# Non-stop crying and howling while alone



## littlemonstermaple (Dec 30, 2020)

Hi Vizsla Family, 

My Maple is just over 6 months old now. We moved across the country a month ago (she handled it REALLY well!). Before the move though, she always had another dog around and was only occasionally left fully alone in her crate (she is crate trained). However, I'm really struggling to get her comfortable alone. I've had to restart the training process (small increments alone) but I still need to live my life - like go to the gym and go out to dinner. I've tried playing the tv, playing music, and changing my routine before I leave but nothing seems to be working. She howls and barks non-stop.

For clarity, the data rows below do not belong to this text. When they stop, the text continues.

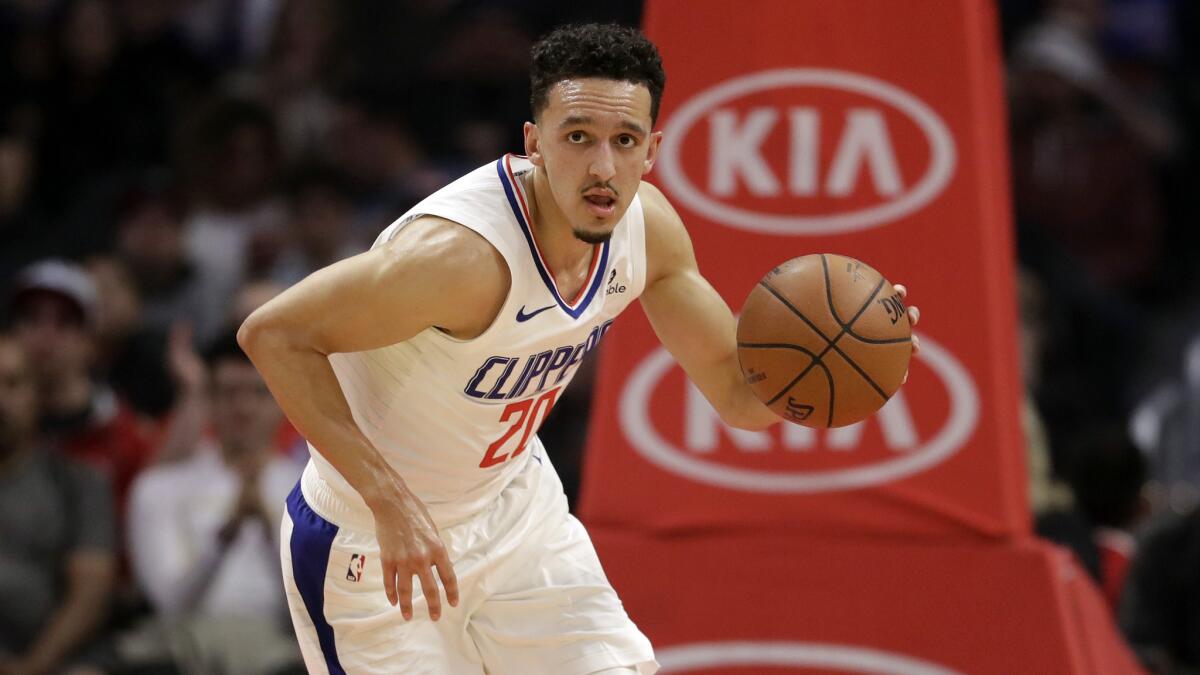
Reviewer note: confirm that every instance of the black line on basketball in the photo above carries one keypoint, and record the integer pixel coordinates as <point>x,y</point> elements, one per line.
<point>816,362</point>
<point>847,328</point>
<point>862,372</point>
<point>833,310</point>
<point>877,340</point>
<point>796,311</point>
<point>777,346</point>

I called a dog behaviorist and he thinks that it's the move and her just being a puppy still, that she will grow out of it. My concern is that this is something bigger and if it doesn't get course corrected, it'll only get worse. 

Does anyone have advice or input on this? I'm trying my best but there has to be something I'm missing.


----------



## Dan_A (Jan 19, 2021)

Mine turned 7mos recently and we still have our ups and downs with leaving her alone in her kennel. Sometimes all is well and she sleeps after barking for a short time. Other times I think she barks non-stop , at least when we check the camera , for a few hours on end. While we did kennel train her, I do think all the home / covid stuff has really not allowed for as much "practice" being alone as what would normally have happened when raising a pup in normal times.

For the most part we have decided that she needs to just bark it out. We spent a lot of time on kennel training since day one, she knows we will be back but just doesn't like it. She'll hopefully come to the conclusion that going mental won't do anything to change the outcome.

I'm sorry I don't have answers for you, but at least you know you aren't alone in dealing with this.


----------



## littlemonstermaple (Dec 30, 2020)

Dan_A said:


> Mine turned 7mos recently and we still have our ups and downs with leaving her alone in her kennel. Sometimes all is well and she sleeps after barking for a short time. Other times I think she barks non-stop , at least when we check the camera , for a few hours on end. While we did kennel train her, I do think all the home / covid stuff has really not allowed for as much "practice" being alone as what would normally have happened when raising a pup in normal times.
> 
> For the most part we have decided that she needs to just bark it out. We spent a lot of time on kennel training since day one, she knows we will be back but just doesn't like it. She'll hopefully come to the conclusion that going mental won't do anything to change the outcome.
> 
> I'm sorry I don't have answers for you, but at least you know you aren't alone in dealing with this.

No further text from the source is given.